7 points by Zuzz ↗ HN
I'm developing a web app not too dissimilar from a price/flights comparison one (nothing to do with travel though) and part of it is collecting lots of info not currently available in a single db (that's were the value really is).

But then I wonder: how to I prevent people from getting all that data off my website (via some sort of scraping, intelligent or not)? I realise it's not worth it to try and cover every single attempt but surely there are ways to make it at least very difficult - apart from presenting everything as an image or via flash!

Thanks for any input

Zuz

9 comments

[ 2.5 ms ] story [ 27.2 ms ] thread
I've gotten pretty good at data scraping websites over the years and no matter how the data is arranged on the page, I've been able to reliable retrieve the data.

You might be able to prevent it if you had ids and class names that randomly changed on a daily basis or really malformed html, but I wouldn't bother.

Another option is to limit concurrent connections to your server based on IP (Some of the financial websites do this). This would make it so it took much longer to get your data. But again, if someone really wants to get your data, they will.

I don't worry about it. Just make you website/app is better than your competition. Even if someone copies all of your data, they won't have the web presence. It will just be a cheap imitation.

Thanks, I certainly don't want to worry too much but, at the same time, the data is a big component of the value proposition in this case and likely what cost us more (more than the actual development of the service, for example).

So much so that we are likely to make more money by giving access to the data via API to other companies than by allowing "normal" people to search through the data and get paid a referral fee every time they click on something.

By why should we avoid the latter as an additional revenue stream? I'd rather try and make it more difficult for people to scrape it (and I don't want to ask people to accept T&C before making a search)

Thanks for the reply Paul

impose rate limits on IP, class C IP's, detect non-Javascript bots excluding search engines, block most major web hosts/cloud hosts (very doubtful a legit user is from Amazon Cloud IP).

As someone who bypassed paying fees for APIs by just scraping, I think you do have a legit concern. But don't be concerned about regular users scraping it, be concerned about potential buyers scraping it.
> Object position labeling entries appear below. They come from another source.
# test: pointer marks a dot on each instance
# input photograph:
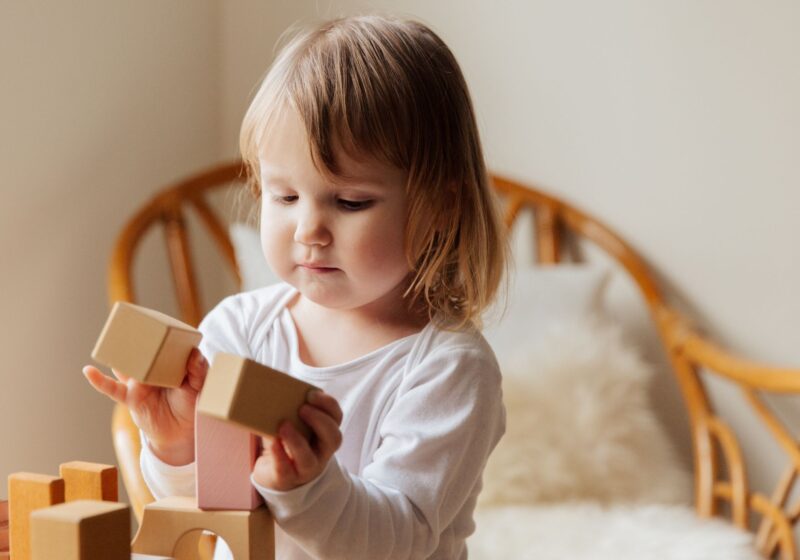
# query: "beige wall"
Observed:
(676, 122)
(99, 104)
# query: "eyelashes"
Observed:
(344, 204)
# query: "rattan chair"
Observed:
(715, 446)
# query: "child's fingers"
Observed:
(297, 449)
(277, 463)
(118, 375)
(197, 368)
(327, 403)
(329, 437)
(109, 387)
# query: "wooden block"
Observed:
(225, 455)
(28, 492)
(81, 530)
(249, 534)
(3, 526)
(145, 344)
(252, 395)
(89, 481)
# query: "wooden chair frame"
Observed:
(690, 353)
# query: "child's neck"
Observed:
(329, 337)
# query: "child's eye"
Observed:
(353, 205)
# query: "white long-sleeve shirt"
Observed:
(421, 416)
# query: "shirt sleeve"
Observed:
(435, 441)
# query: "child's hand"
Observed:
(165, 415)
(289, 460)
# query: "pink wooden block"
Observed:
(4, 526)
(225, 457)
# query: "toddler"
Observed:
(377, 215)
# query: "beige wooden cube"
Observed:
(145, 344)
(252, 395)
(82, 530)
(89, 481)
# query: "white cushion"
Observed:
(580, 424)
(540, 297)
(589, 531)
(253, 267)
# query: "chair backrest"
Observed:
(556, 222)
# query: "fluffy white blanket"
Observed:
(591, 532)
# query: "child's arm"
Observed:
(416, 496)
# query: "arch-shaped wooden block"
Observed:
(249, 534)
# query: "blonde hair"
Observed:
(392, 90)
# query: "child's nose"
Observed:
(311, 229)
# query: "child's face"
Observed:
(340, 244)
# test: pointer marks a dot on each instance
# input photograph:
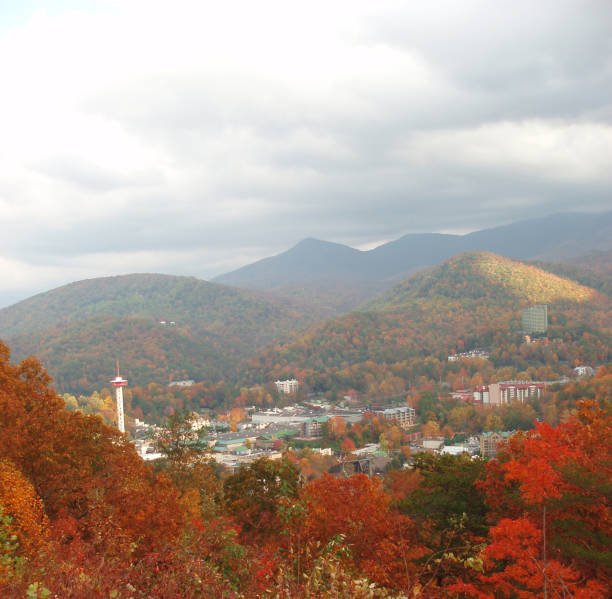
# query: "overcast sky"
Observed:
(193, 137)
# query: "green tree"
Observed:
(253, 493)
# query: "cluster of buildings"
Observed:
(535, 319)
(288, 387)
(483, 354)
(506, 392)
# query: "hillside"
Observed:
(80, 329)
(470, 300)
(316, 267)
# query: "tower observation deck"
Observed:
(118, 383)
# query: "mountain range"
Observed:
(339, 278)
(295, 322)
(165, 327)
(473, 299)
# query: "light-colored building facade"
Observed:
(535, 319)
(287, 387)
(403, 416)
(490, 442)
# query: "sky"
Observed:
(193, 137)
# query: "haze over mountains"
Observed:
(342, 278)
(78, 330)
(470, 300)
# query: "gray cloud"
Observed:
(354, 124)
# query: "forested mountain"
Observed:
(470, 300)
(340, 278)
(79, 330)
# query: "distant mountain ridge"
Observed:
(470, 300)
(78, 330)
(316, 263)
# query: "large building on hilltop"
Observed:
(535, 319)
(287, 387)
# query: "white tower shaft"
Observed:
(120, 418)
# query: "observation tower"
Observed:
(118, 382)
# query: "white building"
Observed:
(287, 387)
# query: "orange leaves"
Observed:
(356, 510)
(19, 501)
(557, 479)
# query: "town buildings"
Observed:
(535, 319)
(490, 442)
(403, 416)
(288, 387)
(508, 391)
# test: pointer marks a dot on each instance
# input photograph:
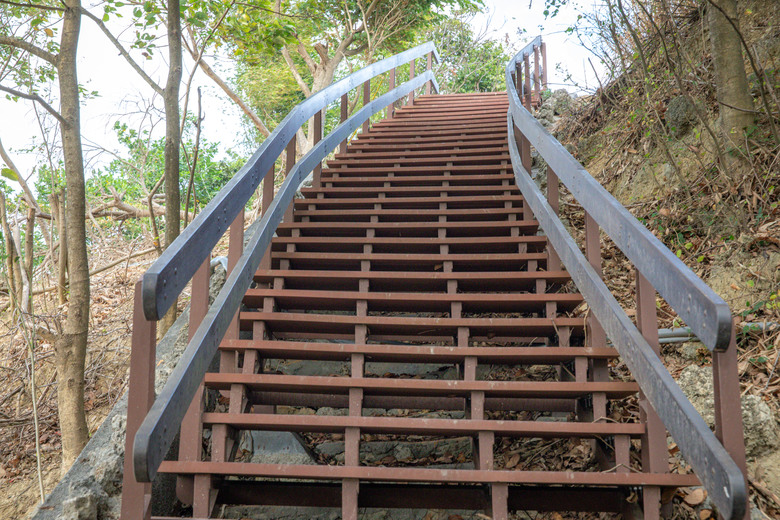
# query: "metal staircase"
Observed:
(420, 243)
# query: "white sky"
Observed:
(101, 69)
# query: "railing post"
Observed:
(553, 197)
(268, 197)
(537, 82)
(654, 450)
(596, 335)
(527, 67)
(136, 502)
(316, 139)
(191, 435)
(728, 406)
(366, 101)
(429, 85)
(391, 106)
(411, 77)
(344, 113)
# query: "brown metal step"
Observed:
(477, 201)
(438, 160)
(269, 349)
(390, 192)
(429, 245)
(470, 150)
(278, 322)
(419, 302)
(400, 215)
(399, 280)
(400, 474)
(421, 426)
(429, 387)
(416, 180)
(409, 229)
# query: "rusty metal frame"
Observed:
(167, 277)
(699, 306)
(159, 428)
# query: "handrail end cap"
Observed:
(149, 296)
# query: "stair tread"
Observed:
(406, 474)
(420, 426)
(423, 387)
(416, 353)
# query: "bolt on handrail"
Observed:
(153, 423)
(657, 269)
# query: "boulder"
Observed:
(761, 435)
(680, 115)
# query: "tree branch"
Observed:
(13, 41)
(294, 70)
(306, 58)
(34, 97)
(157, 88)
(232, 95)
(36, 6)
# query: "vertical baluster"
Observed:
(344, 111)
(391, 86)
(527, 82)
(553, 197)
(654, 452)
(366, 101)
(317, 138)
(268, 197)
(411, 77)
(289, 163)
(728, 408)
(191, 435)
(140, 398)
(537, 83)
(599, 371)
(525, 143)
(429, 85)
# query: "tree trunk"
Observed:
(71, 346)
(736, 103)
(172, 142)
(58, 212)
(29, 243)
(9, 253)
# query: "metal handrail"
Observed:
(705, 312)
(167, 277)
(156, 434)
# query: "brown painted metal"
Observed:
(406, 474)
(366, 101)
(410, 102)
(414, 246)
(136, 496)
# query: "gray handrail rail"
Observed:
(527, 50)
(706, 313)
(719, 473)
(170, 273)
(156, 434)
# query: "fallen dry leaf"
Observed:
(695, 497)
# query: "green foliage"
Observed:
(35, 26)
(469, 63)
(134, 177)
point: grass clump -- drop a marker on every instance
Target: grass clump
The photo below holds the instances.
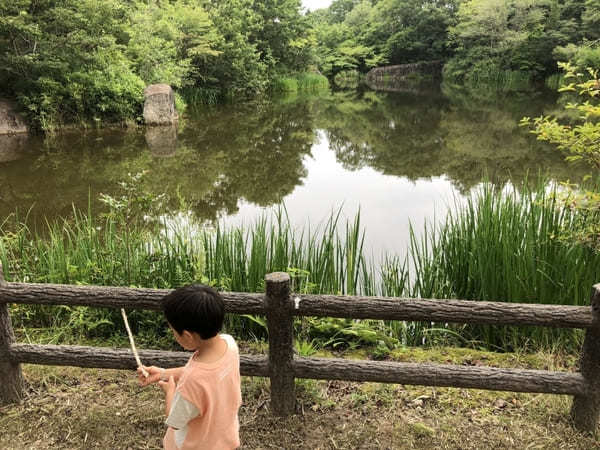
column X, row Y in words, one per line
column 496, row 246
column 302, row 82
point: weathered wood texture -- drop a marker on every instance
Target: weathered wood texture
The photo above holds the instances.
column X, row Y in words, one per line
column 585, row 411
column 121, row 358
column 114, row 297
column 446, row 310
column 11, row 378
column 281, row 343
column 478, row 377
column 386, row 308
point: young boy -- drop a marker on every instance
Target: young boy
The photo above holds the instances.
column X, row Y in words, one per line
column 203, row 397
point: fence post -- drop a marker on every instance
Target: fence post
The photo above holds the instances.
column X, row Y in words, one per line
column 280, row 322
column 585, row 411
column 11, row 378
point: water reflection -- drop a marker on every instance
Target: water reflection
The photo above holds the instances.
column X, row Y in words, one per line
column 395, row 154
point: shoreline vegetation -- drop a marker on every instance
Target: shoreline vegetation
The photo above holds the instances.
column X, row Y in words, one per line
column 498, row 246
column 76, row 62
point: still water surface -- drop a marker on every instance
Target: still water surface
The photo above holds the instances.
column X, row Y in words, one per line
column 400, row 157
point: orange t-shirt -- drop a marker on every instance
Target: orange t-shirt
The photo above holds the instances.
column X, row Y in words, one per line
column 214, row 389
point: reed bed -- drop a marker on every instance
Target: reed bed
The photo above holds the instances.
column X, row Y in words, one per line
column 498, row 245
column 302, row 82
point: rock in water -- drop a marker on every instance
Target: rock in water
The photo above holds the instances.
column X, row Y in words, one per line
column 10, row 121
column 159, row 105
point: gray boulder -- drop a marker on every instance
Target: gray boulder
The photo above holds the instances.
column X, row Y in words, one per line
column 159, row 105
column 10, row 120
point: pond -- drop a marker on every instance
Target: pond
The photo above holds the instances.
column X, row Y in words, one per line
column 399, row 157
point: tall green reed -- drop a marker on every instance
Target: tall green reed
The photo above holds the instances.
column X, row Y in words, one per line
column 497, row 245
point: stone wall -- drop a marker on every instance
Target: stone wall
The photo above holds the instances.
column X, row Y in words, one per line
column 10, row 120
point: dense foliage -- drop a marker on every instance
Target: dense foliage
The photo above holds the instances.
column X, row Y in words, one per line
column 80, row 60
column 489, row 42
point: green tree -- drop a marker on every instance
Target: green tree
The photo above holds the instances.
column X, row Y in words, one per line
column 65, row 61
column 169, row 41
column 580, row 140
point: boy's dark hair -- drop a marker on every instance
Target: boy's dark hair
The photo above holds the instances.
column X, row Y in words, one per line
column 195, row 308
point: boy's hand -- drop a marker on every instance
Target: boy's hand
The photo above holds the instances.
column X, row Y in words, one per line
column 168, row 387
column 154, row 374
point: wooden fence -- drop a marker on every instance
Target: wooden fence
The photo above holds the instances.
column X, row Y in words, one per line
column 282, row 367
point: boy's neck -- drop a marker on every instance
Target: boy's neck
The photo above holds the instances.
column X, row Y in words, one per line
column 210, row 350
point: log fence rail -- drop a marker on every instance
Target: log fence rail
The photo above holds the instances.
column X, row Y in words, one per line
column 282, row 367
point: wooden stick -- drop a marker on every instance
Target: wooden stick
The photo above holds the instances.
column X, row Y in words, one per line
column 133, row 349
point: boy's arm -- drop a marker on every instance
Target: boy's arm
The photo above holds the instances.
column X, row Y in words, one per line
column 169, row 389
column 157, row 374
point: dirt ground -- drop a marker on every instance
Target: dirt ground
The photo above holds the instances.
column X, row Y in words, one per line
column 73, row 408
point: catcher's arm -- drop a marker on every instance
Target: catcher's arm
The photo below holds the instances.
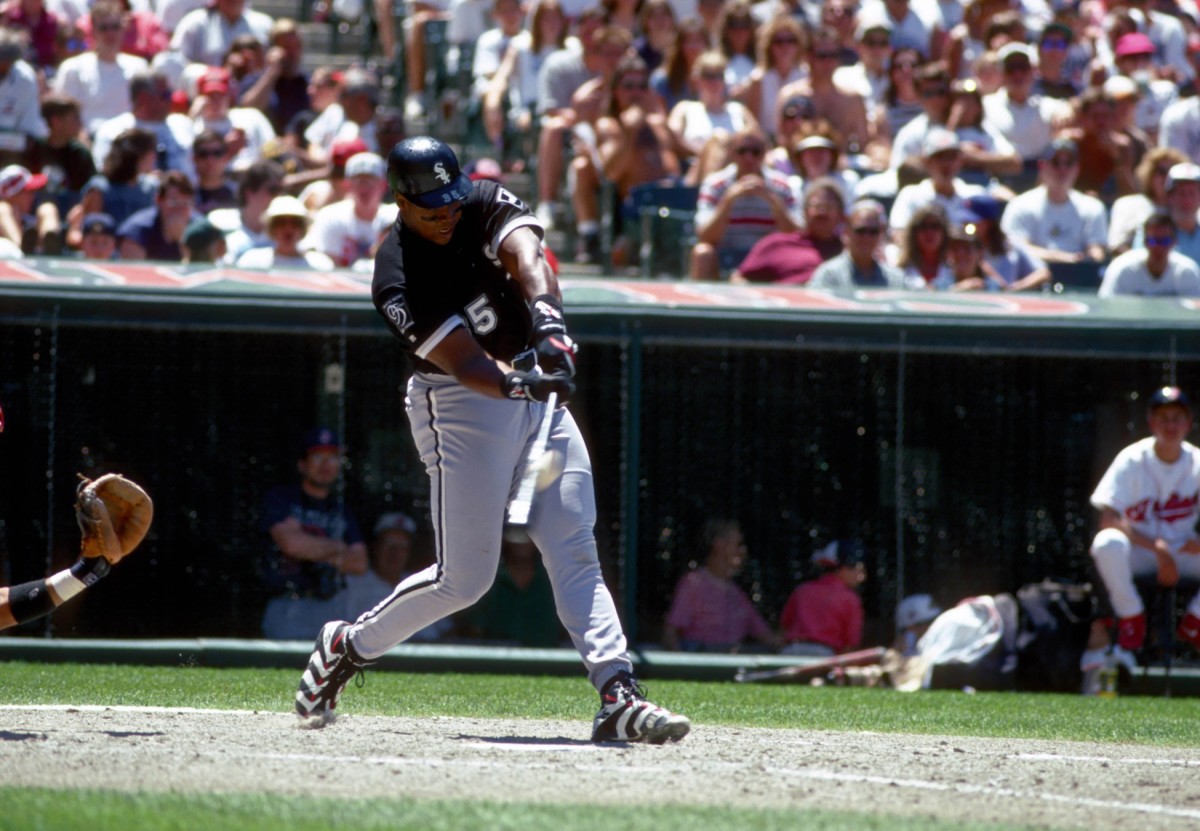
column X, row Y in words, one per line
column 37, row 598
column 114, row 515
column 299, row 544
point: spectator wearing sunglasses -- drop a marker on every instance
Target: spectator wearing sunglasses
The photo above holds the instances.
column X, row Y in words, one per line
column 1131, row 211
column 942, row 154
column 699, row 126
column 1053, row 79
column 1055, row 221
column 1156, row 270
column 100, row 78
column 738, row 205
column 845, row 109
column 151, row 96
column 861, row 264
column 1023, row 117
column 934, row 87
column 1182, row 204
column 214, row 187
column 792, row 257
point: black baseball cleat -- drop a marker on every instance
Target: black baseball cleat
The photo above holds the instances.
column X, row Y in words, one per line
column 330, row 668
column 625, row 716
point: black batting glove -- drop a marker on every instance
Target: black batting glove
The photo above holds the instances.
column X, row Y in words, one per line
column 537, row 386
column 556, row 354
column 546, row 311
column 556, row 350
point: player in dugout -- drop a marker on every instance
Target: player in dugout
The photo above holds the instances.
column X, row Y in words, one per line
column 114, row 515
column 463, row 282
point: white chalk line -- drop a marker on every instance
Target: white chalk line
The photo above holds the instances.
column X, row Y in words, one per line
column 652, row 770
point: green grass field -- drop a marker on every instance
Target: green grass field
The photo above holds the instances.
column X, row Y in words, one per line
column 1134, row 721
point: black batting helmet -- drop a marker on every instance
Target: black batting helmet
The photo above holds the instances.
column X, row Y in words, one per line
column 426, row 172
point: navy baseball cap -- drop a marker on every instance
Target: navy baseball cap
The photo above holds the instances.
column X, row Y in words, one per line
column 838, row 554
column 1165, row 395
column 396, row 520
column 319, row 438
column 1061, row 145
column 99, row 223
column 984, row 205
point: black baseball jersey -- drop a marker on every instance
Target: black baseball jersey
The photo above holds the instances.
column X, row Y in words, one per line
column 425, row 291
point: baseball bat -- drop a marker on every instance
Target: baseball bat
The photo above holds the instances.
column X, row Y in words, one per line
column 804, row 671
column 517, row 519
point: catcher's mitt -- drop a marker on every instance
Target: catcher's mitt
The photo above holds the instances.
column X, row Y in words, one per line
column 114, row 515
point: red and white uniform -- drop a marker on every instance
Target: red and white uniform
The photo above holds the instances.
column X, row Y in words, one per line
column 1159, row 500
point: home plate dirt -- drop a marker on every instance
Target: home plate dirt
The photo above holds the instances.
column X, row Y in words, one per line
column 1060, row 784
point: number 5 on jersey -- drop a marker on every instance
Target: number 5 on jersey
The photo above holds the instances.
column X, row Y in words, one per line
column 483, row 316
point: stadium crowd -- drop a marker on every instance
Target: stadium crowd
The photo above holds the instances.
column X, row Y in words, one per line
column 988, row 144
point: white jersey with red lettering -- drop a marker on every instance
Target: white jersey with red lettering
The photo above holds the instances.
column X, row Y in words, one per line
column 1161, row 500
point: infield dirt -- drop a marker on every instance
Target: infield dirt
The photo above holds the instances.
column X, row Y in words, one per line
column 1059, row 784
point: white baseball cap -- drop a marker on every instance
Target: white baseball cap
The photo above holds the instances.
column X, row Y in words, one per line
column 285, row 205
column 396, row 520
column 16, row 179
column 365, row 165
column 1182, row 172
column 916, row 609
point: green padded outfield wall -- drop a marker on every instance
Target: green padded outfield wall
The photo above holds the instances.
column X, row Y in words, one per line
column 958, row 436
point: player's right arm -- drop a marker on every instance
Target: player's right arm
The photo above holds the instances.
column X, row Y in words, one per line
column 1168, row 572
column 297, row 543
Regular users scraping it can't do much damage.

thanks a lot, all good suggestions
What do you like to use for your scraping? I used python/BeautifulSoup back in the day but there may be better options now. Did you spoof other browser headers or did people really not care?
You could try adding dummy/deliberately incorrect data and then do a search for this via Google to find sites which are scraping you - business listings sites use a similar method. Doesn't stop them scraping but lets you find them to start harassing their hosts.
indeed that's a common approach to spotting who copied your data in bulk but not to prevent it (or at least make it more difficult).

Thanks

Once the data is served there's not much you can do. But it depends how your site consumes the data. Straight html is pretty easy to grab, ajax calls make it more painful (not necessarily difficult), HTML datastorage, a little more obscure but still available, my personal favourite is global javascript objects filled at runtime, accessed when necessary. Data can be obfuscated and links constructed on the fly.
One idea is to put sensitive data into an image (for example the prices), and only serve the image to the user. While images themselves can be scraped, it is much harder than text.